The joust with Ratzinger will cast a new spotlight on Eyt, 64, seen as a “moderate conservative” on most theological issues. He was named archbishop of Bordeaux in 1989 and made a cardinal in 1994.

Eyt served as a second lieutenant in the French army during the Algerian war of independence, before he entered the seminary. He acquired a doctorate in theology at Rome’s Gregorian University, where his dissertation concerned theology in the era of Luther. He became a faculty member and then vice chancellor at the Catholic University in Toulouse, and later directed the Catholic Institute of Paris.

Eyt has served as a member of the International Theological Commission, a body that advises the Congregation for the Doctrine of the Faith, and has led the doctrinal commission of the French bishops’ conference. In the early 1990s, John Paul II named him to the editorial committee for the Catechism of the Catholic Church.

Currently Eyt sits as a member of Ratzinger’s congregation.

The La Croix exchange is not the first time Eyt has expressed reservations about Vatican policies. In 1993, Eyt complained about Ratzinger’s criticism of three German bishops who suggested more pastoral treatment of Catholics who divorce and remarry under civil law. In 1997, Eyt said that a Vatican document restricting lay ministry had created a “climate of defiance” in the church.

Eyt is said to be close to the “new movements” in France, such as the Neocatechumenate, Communion and Liberation, and Focolare.
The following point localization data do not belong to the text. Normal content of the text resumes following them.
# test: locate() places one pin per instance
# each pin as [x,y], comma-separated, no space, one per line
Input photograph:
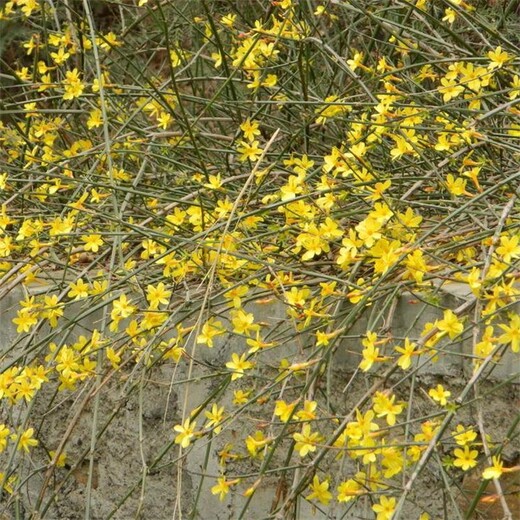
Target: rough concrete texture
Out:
[137,471]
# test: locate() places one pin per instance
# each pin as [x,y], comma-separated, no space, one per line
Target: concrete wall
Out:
[139,473]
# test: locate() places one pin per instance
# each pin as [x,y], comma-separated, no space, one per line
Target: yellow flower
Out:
[78,290]
[25,320]
[465,458]
[511,333]
[122,308]
[509,247]
[385,509]
[157,295]
[494,471]
[92,242]
[463,436]
[238,365]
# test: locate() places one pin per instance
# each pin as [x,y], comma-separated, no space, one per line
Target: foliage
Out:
[199,156]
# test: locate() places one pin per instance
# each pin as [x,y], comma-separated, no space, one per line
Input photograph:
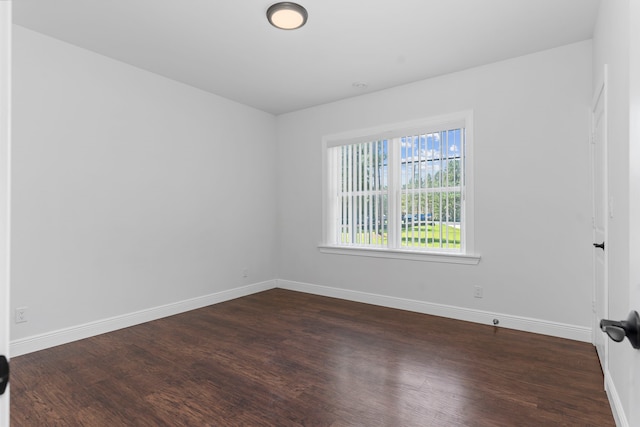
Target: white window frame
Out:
[467,254]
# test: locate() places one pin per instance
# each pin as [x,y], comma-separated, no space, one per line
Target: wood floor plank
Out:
[283,358]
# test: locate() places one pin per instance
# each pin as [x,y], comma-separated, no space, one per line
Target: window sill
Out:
[401,254]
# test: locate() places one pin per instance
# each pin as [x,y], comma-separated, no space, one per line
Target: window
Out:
[402,190]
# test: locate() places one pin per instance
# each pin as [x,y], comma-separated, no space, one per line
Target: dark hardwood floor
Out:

At last fall’s European Synod, Eyt impressed some observers by not backing down from confronting European culture and its “rising paganism,” yet without the tone of condemnation that many conservatives invoked.
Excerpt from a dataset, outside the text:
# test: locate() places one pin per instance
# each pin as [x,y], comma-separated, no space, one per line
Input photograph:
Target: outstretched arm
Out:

Europe is mission territory, Eyt said, arguing for the need to “inculturate” the gospel. “The natural soul of Europe,” he said, “is thus not Christian.”

Marco Politi, Vatican affairs writer for Rome’s la Repubblica newspaper, wrote at the time that Eyt had emerged as a strong candidate for the papacy.

In 1995, during intense debate over controversial French Bishop Jacques Gaillot, Eyt was asked what sort of epitaph he would like to see affixed to his episcopacy. He responded: “A traditional moderate who tried to hold onto the old Catholic liberal wing because he knew they were sincere.”

The Catholic News Service contributed to this report.